Il ne serait pas surprenant que vous pensiez que tous ceux qui participent à ce mouvement voudraient que de tels flics soient inculpés, poursuivis, condamnés et placés derrière les barreaux. Mais cette question est devenue un sujet de débat parmi certains groupes d’activistes.
Par exemple, certains manifestant·e·s, lors d’une mobilisation à Chicago l’année dernière, s’opposèrent au slogan «Envoyez les flics tueurs en prison!». De même, lors d’un forum public, une dirigeante respectée du mouvement affirma qu’elle considérait positif que Jon Burge [1] – l’ancien commandant de police de Chicago qui «supervisa» la torture de plus de 100 suspects noirs et latinos – se trouvait désormais hors de prison.
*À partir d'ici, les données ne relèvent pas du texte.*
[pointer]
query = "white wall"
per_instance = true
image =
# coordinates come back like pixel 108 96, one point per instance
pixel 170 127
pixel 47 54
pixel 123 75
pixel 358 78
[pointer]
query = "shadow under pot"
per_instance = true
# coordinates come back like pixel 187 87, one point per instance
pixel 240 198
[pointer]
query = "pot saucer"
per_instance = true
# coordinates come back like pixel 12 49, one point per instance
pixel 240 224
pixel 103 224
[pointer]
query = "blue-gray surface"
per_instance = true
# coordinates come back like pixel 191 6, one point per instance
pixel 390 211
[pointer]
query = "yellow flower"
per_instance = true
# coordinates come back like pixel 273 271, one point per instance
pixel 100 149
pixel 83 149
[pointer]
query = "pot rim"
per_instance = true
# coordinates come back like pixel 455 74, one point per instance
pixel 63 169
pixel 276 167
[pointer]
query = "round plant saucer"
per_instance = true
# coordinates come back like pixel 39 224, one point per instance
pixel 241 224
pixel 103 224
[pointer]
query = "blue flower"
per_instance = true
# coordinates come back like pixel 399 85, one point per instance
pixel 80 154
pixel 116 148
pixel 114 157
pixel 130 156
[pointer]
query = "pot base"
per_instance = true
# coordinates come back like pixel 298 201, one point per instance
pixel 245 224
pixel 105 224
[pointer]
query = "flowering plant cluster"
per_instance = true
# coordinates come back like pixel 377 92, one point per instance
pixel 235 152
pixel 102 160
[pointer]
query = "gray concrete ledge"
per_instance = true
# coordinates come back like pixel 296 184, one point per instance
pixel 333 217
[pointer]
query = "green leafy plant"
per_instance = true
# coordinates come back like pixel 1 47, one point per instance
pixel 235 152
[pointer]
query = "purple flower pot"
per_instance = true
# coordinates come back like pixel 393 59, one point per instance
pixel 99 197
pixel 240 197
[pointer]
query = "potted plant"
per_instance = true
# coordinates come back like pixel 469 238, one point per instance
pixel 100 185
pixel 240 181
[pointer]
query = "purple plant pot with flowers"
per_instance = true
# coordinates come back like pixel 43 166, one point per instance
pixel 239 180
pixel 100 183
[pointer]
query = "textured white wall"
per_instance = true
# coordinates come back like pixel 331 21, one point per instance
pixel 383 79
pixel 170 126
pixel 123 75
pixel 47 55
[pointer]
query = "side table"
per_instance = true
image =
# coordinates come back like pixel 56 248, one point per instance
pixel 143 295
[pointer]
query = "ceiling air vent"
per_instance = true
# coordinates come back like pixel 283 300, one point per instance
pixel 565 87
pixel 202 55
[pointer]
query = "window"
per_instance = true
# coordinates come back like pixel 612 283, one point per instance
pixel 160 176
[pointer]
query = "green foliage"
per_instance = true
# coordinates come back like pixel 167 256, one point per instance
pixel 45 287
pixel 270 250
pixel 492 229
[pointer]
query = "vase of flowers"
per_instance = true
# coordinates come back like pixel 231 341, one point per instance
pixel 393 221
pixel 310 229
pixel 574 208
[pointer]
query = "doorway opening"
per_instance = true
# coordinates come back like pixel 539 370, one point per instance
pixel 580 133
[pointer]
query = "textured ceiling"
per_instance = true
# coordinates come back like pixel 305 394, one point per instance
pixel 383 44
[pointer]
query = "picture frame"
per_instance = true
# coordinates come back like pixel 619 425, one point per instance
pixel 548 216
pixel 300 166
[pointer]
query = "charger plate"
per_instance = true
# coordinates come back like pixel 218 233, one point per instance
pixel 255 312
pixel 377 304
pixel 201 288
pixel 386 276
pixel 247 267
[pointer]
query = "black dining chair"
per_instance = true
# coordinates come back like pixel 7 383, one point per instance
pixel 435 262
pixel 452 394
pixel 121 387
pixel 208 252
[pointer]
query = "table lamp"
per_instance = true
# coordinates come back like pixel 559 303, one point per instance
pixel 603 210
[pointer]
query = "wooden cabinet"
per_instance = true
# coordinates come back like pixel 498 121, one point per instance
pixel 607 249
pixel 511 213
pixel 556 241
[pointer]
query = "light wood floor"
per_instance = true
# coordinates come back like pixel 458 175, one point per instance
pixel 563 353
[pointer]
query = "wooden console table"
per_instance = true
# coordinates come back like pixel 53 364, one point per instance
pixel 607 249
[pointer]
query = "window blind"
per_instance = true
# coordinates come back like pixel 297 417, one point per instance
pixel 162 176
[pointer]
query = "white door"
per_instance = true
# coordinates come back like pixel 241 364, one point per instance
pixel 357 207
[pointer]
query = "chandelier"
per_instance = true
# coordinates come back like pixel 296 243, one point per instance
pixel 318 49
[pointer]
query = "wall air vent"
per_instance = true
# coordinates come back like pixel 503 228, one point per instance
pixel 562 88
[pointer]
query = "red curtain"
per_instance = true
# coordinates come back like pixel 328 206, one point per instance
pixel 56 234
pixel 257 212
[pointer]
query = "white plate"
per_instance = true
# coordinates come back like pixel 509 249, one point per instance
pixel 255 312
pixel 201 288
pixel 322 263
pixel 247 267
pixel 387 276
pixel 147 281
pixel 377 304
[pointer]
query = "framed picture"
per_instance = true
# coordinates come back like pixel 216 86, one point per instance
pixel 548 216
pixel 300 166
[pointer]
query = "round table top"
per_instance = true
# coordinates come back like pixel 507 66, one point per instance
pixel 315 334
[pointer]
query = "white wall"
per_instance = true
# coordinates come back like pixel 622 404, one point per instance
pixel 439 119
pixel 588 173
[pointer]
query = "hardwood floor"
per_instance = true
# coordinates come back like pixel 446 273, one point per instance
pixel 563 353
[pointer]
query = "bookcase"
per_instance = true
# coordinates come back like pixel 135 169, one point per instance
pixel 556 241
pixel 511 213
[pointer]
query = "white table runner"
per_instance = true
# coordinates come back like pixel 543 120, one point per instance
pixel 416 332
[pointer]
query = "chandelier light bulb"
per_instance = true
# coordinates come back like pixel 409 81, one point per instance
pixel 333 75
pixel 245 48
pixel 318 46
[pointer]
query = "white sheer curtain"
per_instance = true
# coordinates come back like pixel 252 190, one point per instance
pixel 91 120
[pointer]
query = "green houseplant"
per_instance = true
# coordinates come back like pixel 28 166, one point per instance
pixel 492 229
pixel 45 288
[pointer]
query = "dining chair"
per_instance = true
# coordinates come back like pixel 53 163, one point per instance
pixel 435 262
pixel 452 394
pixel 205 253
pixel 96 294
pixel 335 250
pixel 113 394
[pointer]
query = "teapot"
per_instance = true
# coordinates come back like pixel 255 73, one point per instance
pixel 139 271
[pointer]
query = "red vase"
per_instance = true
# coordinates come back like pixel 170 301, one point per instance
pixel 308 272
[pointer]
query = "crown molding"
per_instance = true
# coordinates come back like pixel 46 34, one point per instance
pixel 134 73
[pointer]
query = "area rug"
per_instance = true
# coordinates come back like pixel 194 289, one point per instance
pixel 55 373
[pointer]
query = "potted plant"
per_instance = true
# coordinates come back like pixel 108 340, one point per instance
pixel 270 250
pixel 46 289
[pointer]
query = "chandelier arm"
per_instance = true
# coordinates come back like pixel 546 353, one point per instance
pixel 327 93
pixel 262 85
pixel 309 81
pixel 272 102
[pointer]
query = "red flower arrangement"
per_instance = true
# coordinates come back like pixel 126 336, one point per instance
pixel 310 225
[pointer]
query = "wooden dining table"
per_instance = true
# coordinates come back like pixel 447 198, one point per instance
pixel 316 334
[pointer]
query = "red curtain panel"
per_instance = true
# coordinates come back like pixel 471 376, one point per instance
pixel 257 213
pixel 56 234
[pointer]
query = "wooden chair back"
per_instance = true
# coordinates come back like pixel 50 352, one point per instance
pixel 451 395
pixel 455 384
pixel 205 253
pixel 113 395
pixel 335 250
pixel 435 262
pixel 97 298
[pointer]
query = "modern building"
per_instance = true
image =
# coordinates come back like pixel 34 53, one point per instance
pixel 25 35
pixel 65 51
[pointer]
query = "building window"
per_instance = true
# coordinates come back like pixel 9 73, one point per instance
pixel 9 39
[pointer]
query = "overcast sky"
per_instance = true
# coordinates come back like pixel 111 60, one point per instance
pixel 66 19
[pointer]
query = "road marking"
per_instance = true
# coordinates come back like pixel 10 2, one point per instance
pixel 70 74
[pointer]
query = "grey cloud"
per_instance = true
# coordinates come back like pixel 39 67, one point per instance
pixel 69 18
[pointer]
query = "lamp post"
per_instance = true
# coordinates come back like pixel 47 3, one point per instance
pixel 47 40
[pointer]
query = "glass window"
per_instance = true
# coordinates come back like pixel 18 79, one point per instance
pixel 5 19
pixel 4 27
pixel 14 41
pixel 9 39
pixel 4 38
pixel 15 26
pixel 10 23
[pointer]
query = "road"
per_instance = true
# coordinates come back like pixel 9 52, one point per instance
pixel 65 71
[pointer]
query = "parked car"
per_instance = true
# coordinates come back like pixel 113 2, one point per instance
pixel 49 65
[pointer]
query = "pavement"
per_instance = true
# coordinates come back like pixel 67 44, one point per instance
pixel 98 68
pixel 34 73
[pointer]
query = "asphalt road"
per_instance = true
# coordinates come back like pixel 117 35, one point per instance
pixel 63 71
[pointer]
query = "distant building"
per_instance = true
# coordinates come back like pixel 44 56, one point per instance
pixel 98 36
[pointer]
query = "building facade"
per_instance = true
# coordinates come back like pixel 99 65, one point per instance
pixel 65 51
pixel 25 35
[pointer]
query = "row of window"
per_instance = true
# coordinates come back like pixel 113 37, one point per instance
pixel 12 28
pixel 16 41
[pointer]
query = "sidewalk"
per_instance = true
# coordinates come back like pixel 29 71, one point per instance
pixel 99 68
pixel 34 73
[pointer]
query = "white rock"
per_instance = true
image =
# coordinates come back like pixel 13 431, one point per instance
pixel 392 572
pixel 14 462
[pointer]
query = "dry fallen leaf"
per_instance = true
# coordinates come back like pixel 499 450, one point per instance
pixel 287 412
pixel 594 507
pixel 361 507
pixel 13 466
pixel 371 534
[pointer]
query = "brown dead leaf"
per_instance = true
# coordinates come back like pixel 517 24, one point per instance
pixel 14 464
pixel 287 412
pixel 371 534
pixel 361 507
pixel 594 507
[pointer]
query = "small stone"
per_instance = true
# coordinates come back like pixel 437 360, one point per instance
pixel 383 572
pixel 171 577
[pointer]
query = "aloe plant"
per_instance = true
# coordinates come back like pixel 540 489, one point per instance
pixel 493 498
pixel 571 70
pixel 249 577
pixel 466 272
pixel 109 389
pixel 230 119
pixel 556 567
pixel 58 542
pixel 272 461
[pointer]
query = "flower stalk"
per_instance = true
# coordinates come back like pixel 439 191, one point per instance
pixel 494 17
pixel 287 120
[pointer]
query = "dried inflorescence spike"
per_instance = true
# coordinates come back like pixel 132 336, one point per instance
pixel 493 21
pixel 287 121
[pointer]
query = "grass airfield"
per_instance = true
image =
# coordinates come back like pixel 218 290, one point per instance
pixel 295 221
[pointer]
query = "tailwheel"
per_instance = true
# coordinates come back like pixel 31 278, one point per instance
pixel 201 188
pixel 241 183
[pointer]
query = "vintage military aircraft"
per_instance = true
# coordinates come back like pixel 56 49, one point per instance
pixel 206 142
L’objection est la suivante: juger des agents de police meurtriers et les enfermer offre une légitimité à un système qui est raciste et violent en son cœur même. Cela encourage, en outre, les gens à avoir une confiance mal placée en celui-ci.
Je suis d’accord avec l’idée que le système est raciste et violent en son cœur même, mais je pense aussi que les activistes peuvent exiger la poursuite et l’emprisonnement des flics meurtriers tout en restant fidèles à leurs principes, y compris celui d’une vision en un monde à venir sans ces prisons ou sans ces policiers. En réalité, la lutte visant à ce que la police rende des comptes pour la violence raciste qu’elle déploie peut amplifier le mouvement, le rendre politiquement plus fort et plus confiant en ses capacités, de telle façon qu’il poursuive son œuvre d’organisation en direction de ces objectifs plus larges.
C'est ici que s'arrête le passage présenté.